The two terrorists, after being recruited into the Resistance Front (TRF), believed to be a shadow team of the banned Lashkar-e-Taiba terror group, were receiving religious orders and teachings from Burhan Hamza, based in Pakistan.
Officials said there were around 40 such cases where recruitment was conducted and indoctrination was carried out via social media, especially in southern Kashmir. The new recruits awaited orders from across the border.
Terrorist groups are definitely facing a shortage of weapons and that is one reason why Pakistan-based terror groups are more focused on sending more weapons and less manpower, officials said.

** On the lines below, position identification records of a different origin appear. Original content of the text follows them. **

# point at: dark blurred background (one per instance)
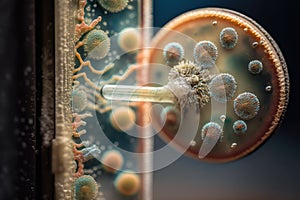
(271, 172)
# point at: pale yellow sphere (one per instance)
(128, 183)
(112, 161)
(122, 118)
(129, 39)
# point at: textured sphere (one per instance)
(113, 6)
(173, 52)
(222, 87)
(246, 106)
(205, 54)
(255, 67)
(129, 39)
(123, 118)
(211, 130)
(96, 44)
(228, 38)
(112, 161)
(86, 188)
(127, 183)
(239, 127)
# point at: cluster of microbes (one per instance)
(202, 86)
(94, 58)
(231, 71)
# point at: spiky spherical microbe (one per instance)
(239, 127)
(79, 100)
(211, 130)
(255, 66)
(246, 106)
(86, 188)
(113, 5)
(222, 87)
(228, 38)
(205, 54)
(190, 84)
(96, 44)
(173, 52)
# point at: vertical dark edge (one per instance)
(46, 97)
(26, 102)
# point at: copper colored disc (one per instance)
(262, 90)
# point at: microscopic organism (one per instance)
(173, 53)
(255, 67)
(205, 54)
(228, 38)
(246, 105)
(97, 44)
(239, 127)
(190, 84)
(86, 188)
(222, 87)
(211, 130)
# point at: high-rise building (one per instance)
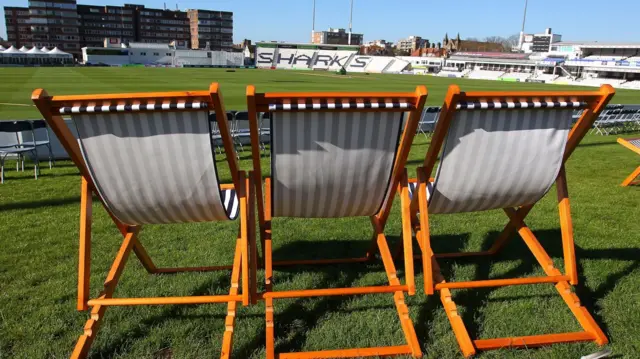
(51, 23)
(211, 30)
(17, 20)
(161, 26)
(410, 44)
(98, 22)
(68, 26)
(336, 37)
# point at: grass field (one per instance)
(39, 229)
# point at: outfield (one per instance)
(39, 229)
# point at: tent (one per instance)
(59, 53)
(35, 50)
(13, 56)
(12, 50)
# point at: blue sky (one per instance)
(290, 20)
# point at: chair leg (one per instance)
(51, 159)
(629, 180)
(97, 312)
(412, 347)
(229, 323)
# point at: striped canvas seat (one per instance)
(504, 150)
(332, 164)
(500, 158)
(153, 167)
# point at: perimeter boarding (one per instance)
(333, 155)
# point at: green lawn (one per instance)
(39, 223)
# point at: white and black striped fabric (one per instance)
(497, 159)
(155, 167)
(479, 105)
(332, 164)
(137, 107)
(339, 105)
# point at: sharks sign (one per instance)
(266, 57)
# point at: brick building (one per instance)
(211, 29)
(70, 27)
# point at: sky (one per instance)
(291, 20)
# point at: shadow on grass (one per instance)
(295, 322)
(551, 240)
(38, 204)
(145, 326)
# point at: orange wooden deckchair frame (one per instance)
(433, 279)
(630, 180)
(259, 102)
(49, 106)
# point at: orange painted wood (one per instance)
(254, 133)
(319, 261)
(628, 144)
(84, 257)
(630, 180)
(335, 291)
(502, 282)
(407, 237)
(463, 254)
(244, 234)
(143, 256)
(192, 269)
(404, 147)
(139, 95)
(532, 340)
(226, 186)
(225, 132)
(202, 299)
(349, 353)
(251, 231)
(566, 227)
(229, 323)
(424, 237)
(92, 325)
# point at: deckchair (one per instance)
(148, 158)
(336, 155)
(634, 145)
(504, 150)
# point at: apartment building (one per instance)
(98, 22)
(69, 26)
(51, 23)
(336, 37)
(211, 30)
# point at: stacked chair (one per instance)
(333, 155)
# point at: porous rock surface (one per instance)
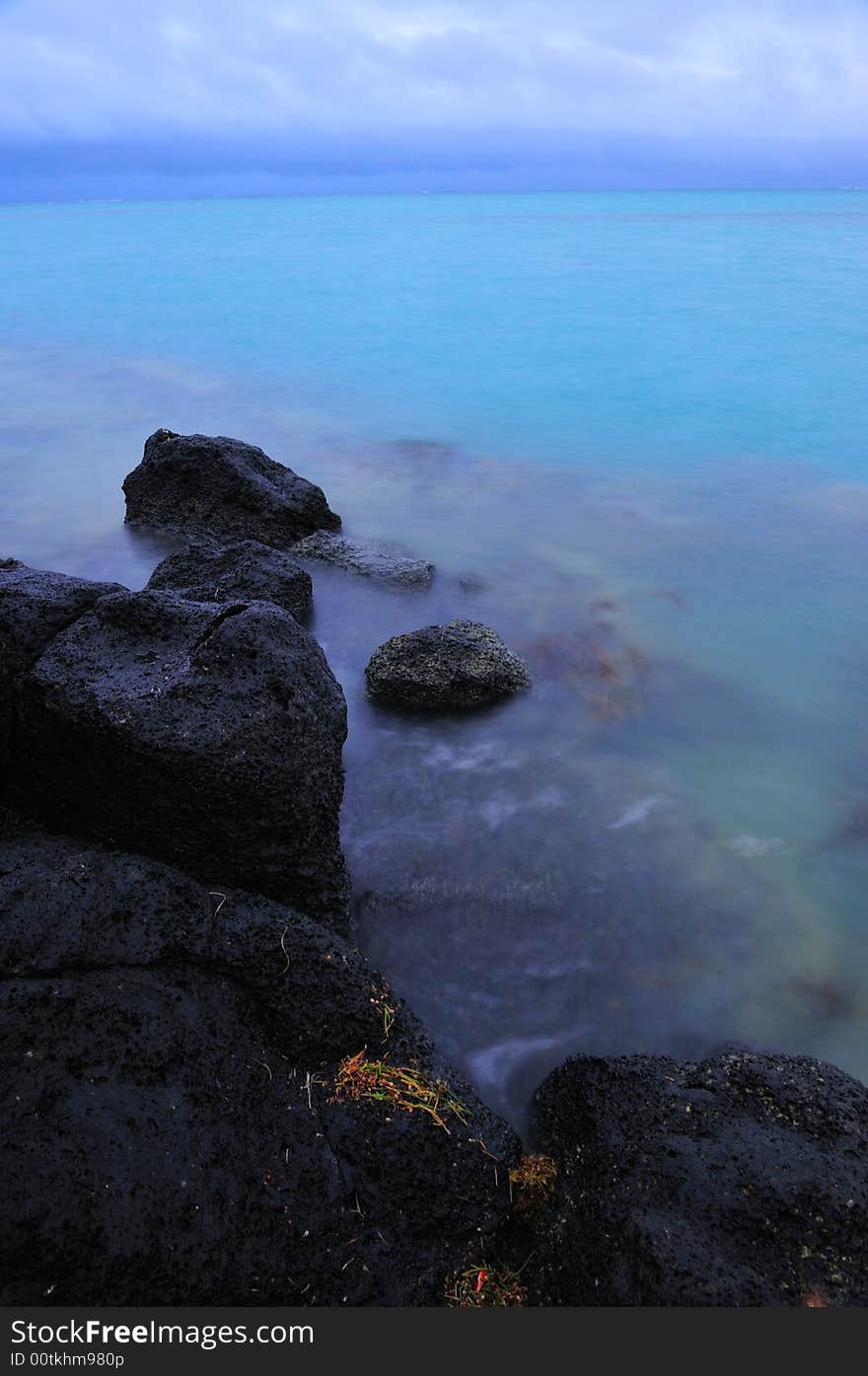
(35, 605)
(211, 484)
(460, 665)
(208, 735)
(379, 561)
(171, 1059)
(244, 570)
(742, 1180)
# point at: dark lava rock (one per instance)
(377, 561)
(168, 1122)
(35, 606)
(206, 484)
(204, 735)
(738, 1181)
(241, 571)
(460, 665)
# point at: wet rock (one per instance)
(244, 570)
(377, 561)
(738, 1181)
(35, 605)
(198, 734)
(205, 484)
(171, 1057)
(460, 665)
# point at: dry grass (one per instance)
(399, 1087)
(480, 1288)
(532, 1184)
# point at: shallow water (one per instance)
(636, 424)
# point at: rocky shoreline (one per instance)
(213, 1098)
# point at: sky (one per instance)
(257, 97)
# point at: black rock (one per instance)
(460, 665)
(171, 1055)
(379, 561)
(738, 1181)
(35, 606)
(204, 735)
(241, 571)
(205, 484)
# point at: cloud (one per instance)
(388, 73)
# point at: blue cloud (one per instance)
(376, 87)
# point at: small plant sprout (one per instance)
(382, 999)
(397, 1086)
(484, 1288)
(532, 1184)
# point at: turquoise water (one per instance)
(638, 422)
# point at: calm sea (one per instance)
(630, 431)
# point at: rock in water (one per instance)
(377, 561)
(460, 665)
(738, 1181)
(241, 571)
(168, 1114)
(35, 606)
(205, 484)
(198, 734)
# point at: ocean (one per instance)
(630, 432)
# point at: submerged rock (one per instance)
(377, 561)
(170, 1111)
(460, 665)
(35, 606)
(204, 735)
(205, 484)
(738, 1181)
(244, 570)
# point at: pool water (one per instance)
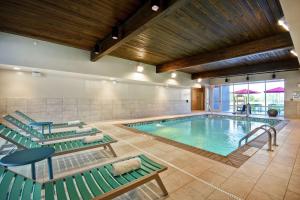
(213, 133)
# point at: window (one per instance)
(257, 98)
(261, 95)
(275, 96)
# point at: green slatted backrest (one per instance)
(17, 138)
(16, 186)
(26, 117)
(84, 185)
(23, 126)
(95, 182)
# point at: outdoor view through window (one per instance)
(262, 96)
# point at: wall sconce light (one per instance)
(140, 68)
(155, 5)
(173, 75)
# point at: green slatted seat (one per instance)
(46, 137)
(96, 183)
(60, 147)
(56, 125)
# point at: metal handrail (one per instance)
(263, 127)
(275, 133)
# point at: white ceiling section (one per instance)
(291, 10)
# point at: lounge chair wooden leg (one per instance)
(161, 185)
(112, 150)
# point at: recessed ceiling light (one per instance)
(140, 68)
(283, 23)
(155, 5)
(294, 53)
(173, 75)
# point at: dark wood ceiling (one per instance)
(76, 23)
(276, 55)
(201, 26)
(195, 27)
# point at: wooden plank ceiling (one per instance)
(191, 28)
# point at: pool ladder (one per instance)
(267, 129)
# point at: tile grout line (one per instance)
(292, 172)
(181, 170)
(267, 167)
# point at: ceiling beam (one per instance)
(284, 65)
(275, 42)
(137, 23)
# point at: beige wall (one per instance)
(63, 97)
(73, 87)
(21, 51)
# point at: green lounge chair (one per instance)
(49, 136)
(96, 183)
(57, 125)
(61, 148)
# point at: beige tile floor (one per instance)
(266, 175)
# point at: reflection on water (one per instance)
(214, 134)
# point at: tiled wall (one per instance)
(64, 109)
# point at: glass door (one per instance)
(216, 99)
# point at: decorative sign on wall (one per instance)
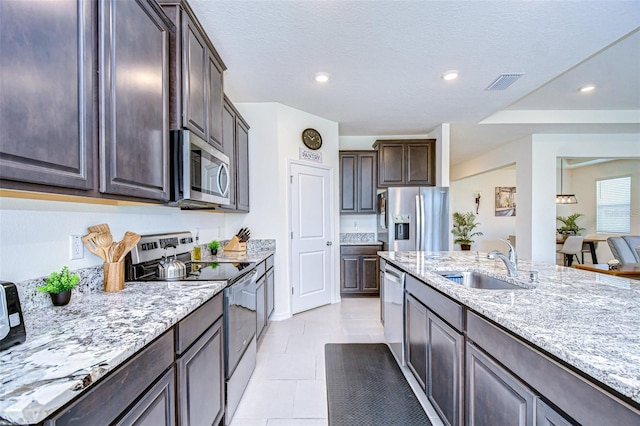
(505, 200)
(314, 156)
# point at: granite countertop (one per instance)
(590, 321)
(70, 347)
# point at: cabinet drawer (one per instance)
(109, 398)
(441, 305)
(364, 249)
(192, 327)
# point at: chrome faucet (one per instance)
(510, 262)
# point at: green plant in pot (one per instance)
(214, 246)
(569, 225)
(463, 226)
(59, 286)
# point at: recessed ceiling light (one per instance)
(321, 77)
(450, 75)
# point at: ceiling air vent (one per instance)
(503, 81)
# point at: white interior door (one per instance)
(311, 237)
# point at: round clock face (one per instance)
(311, 138)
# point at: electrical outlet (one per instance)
(76, 248)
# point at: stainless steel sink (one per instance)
(475, 279)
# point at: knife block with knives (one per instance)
(238, 243)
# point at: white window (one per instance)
(613, 198)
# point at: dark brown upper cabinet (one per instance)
(358, 178)
(196, 72)
(408, 162)
(134, 99)
(47, 80)
(235, 135)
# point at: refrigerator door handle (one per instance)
(418, 224)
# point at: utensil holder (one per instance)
(113, 276)
(236, 246)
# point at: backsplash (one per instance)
(91, 280)
(358, 238)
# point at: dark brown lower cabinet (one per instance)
(359, 273)
(201, 380)
(157, 407)
(494, 397)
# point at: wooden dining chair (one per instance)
(570, 249)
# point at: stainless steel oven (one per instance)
(199, 172)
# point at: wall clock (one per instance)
(311, 138)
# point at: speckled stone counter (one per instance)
(70, 347)
(590, 321)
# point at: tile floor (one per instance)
(288, 385)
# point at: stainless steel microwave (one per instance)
(199, 172)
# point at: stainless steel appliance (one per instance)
(393, 306)
(143, 264)
(199, 172)
(12, 331)
(414, 218)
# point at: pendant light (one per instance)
(564, 198)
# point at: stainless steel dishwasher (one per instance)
(394, 311)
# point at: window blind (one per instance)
(613, 198)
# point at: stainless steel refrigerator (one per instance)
(414, 219)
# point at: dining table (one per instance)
(591, 241)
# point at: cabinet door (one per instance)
(416, 329)
(420, 159)
(156, 407)
(261, 308)
(47, 81)
(194, 101)
(229, 144)
(201, 380)
(547, 416)
(270, 291)
(493, 396)
(349, 273)
(134, 90)
(348, 183)
(444, 369)
(391, 165)
(367, 182)
(370, 273)
(242, 163)
(214, 71)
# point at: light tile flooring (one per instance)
(288, 385)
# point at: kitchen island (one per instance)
(572, 323)
(69, 349)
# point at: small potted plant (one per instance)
(214, 246)
(463, 225)
(59, 286)
(569, 225)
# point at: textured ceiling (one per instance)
(386, 57)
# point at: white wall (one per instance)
(275, 138)
(34, 234)
(493, 227)
(535, 158)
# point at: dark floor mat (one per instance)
(366, 387)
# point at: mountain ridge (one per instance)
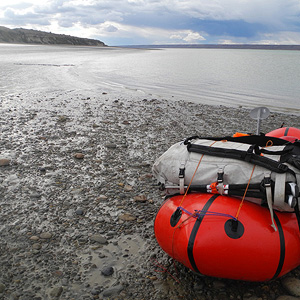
(31, 36)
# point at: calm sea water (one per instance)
(230, 77)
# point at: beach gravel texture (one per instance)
(78, 200)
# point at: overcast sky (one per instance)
(140, 22)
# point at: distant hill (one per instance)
(221, 46)
(29, 36)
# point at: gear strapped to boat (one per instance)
(226, 166)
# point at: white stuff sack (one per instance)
(167, 167)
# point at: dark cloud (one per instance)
(134, 19)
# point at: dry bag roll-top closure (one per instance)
(268, 167)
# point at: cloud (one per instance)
(165, 21)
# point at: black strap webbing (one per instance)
(248, 156)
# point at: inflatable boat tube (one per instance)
(213, 243)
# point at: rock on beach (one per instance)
(78, 196)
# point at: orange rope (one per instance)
(242, 202)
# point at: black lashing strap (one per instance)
(282, 247)
(247, 156)
(190, 248)
(260, 140)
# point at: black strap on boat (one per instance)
(260, 140)
(247, 156)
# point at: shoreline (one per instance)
(79, 200)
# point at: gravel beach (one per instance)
(78, 200)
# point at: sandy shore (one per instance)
(78, 200)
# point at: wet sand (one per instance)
(78, 200)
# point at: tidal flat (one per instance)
(78, 200)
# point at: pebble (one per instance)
(107, 271)
(98, 238)
(56, 292)
(141, 198)
(45, 235)
(79, 211)
(112, 291)
(127, 217)
(4, 162)
(111, 146)
(36, 246)
(79, 155)
(292, 284)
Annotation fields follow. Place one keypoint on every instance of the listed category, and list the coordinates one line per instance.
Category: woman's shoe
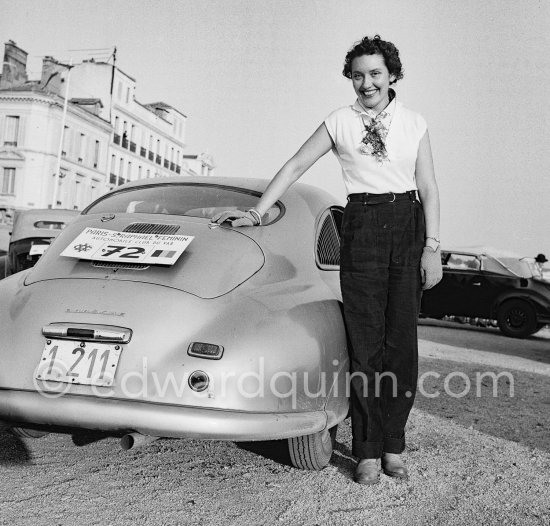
(393, 466)
(367, 471)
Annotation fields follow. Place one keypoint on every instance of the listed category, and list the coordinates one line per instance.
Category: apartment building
(104, 136)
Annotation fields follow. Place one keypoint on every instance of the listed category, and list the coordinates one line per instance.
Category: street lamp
(62, 136)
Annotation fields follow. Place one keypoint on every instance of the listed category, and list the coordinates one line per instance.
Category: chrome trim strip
(100, 333)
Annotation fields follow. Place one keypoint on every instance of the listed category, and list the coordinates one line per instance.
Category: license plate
(74, 362)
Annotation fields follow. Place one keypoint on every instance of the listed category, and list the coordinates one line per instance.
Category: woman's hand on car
(430, 268)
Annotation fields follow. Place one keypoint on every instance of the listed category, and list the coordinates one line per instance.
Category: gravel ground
(472, 459)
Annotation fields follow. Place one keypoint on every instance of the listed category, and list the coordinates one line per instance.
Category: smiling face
(371, 81)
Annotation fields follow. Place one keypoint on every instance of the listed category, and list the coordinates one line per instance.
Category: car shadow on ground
(13, 450)
(276, 450)
(487, 339)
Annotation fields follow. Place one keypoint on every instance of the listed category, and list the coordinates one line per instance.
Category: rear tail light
(198, 381)
(205, 350)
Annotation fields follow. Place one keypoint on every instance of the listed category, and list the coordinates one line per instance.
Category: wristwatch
(432, 243)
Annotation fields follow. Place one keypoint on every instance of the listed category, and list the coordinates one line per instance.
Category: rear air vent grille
(151, 228)
(328, 244)
(125, 266)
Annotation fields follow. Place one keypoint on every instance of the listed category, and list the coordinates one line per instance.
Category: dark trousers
(381, 287)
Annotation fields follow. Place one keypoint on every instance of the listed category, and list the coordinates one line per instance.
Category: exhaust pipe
(132, 440)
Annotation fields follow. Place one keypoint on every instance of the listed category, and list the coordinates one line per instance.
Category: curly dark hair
(375, 46)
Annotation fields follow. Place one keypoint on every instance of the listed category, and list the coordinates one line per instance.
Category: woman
(390, 246)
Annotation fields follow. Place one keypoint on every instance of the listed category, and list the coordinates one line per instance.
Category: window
(96, 154)
(8, 181)
(194, 200)
(65, 141)
(81, 147)
(461, 262)
(12, 131)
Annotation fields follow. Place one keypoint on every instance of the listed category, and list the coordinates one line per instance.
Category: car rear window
(195, 200)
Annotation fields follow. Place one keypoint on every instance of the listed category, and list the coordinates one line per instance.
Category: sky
(256, 78)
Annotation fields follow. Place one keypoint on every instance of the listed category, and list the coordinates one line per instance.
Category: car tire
(517, 319)
(313, 451)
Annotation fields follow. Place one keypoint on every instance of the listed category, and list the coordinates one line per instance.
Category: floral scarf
(375, 132)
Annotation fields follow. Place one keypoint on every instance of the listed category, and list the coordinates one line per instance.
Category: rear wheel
(517, 318)
(312, 451)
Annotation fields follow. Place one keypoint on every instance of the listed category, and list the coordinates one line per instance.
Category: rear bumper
(118, 416)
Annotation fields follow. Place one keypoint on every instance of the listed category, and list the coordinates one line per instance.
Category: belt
(375, 199)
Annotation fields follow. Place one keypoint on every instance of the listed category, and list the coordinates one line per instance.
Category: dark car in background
(31, 234)
(476, 284)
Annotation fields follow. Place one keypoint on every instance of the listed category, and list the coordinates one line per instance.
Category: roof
(163, 105)
(86, 102)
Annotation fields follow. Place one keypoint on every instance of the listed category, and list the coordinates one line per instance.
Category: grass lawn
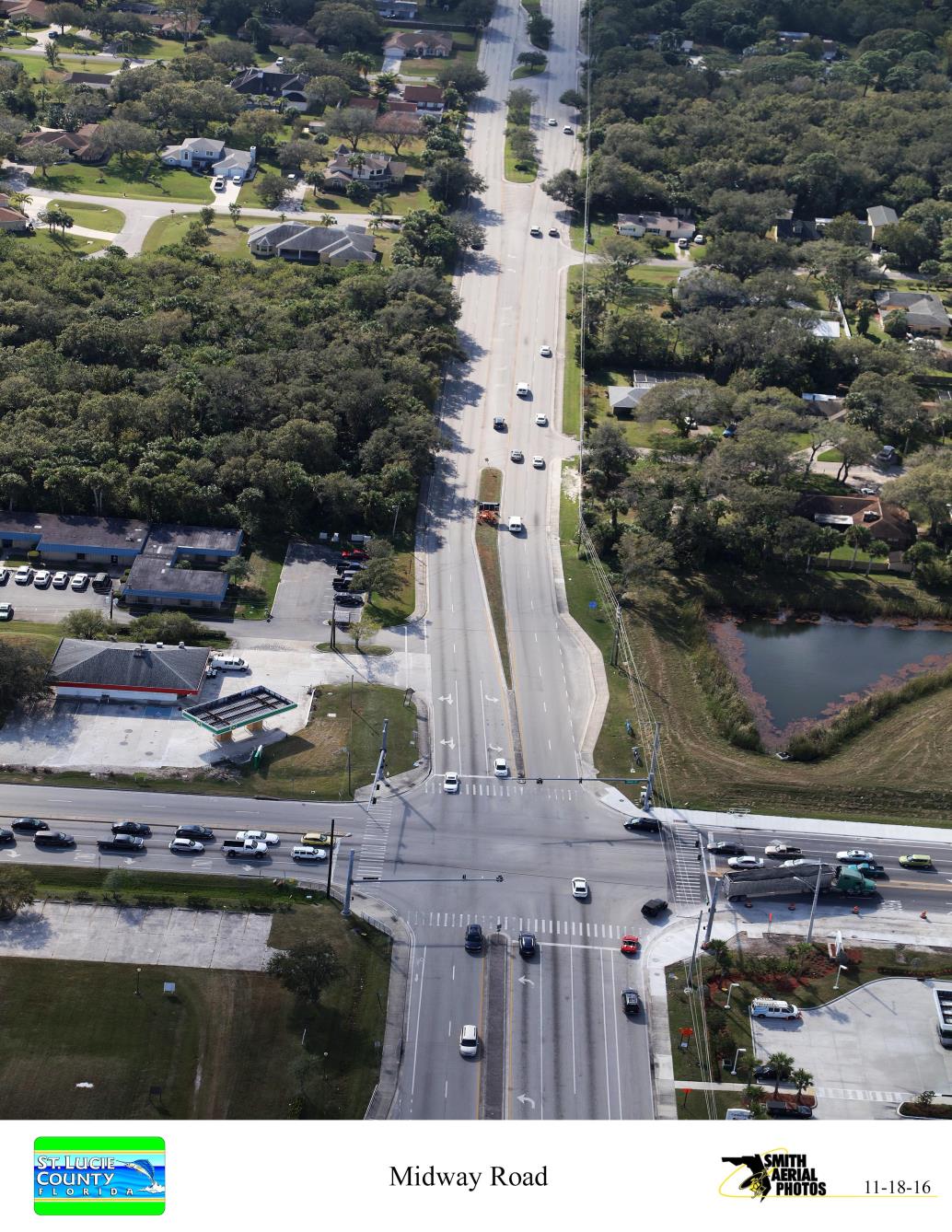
(63, 245)
(102, 218)
(491, 488)
(164, 182)
(203, 1045)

They gave an example from last month’s encounter on the outskirts of the city of Jammu, where a group of four terrorists heading into the valley carried 11 assault rifles and a large quantity of ammunition.
The death of a 22-year-old local terrorist, Amir Siraj, in northern Kashmir late last month was yet another case of cyber recruitment, authorities said.
A graduating senior from Khawaja Gilgat in Sopore, Siraj was staying with his maternal uncle in Adipora in northern Kashmir and spending most of his afternoons playing soccer on the local field.
He disappeared on the afternoon of June 24, 2020. It was later discovered that he had been recruited by the Jaish-e-Mohammed terror group from across the border via social media, officials said.
The local terrorist had expressed a desire to surrender, but his accomplice threatened that he and his family would be killed if he acted accordingly, they said.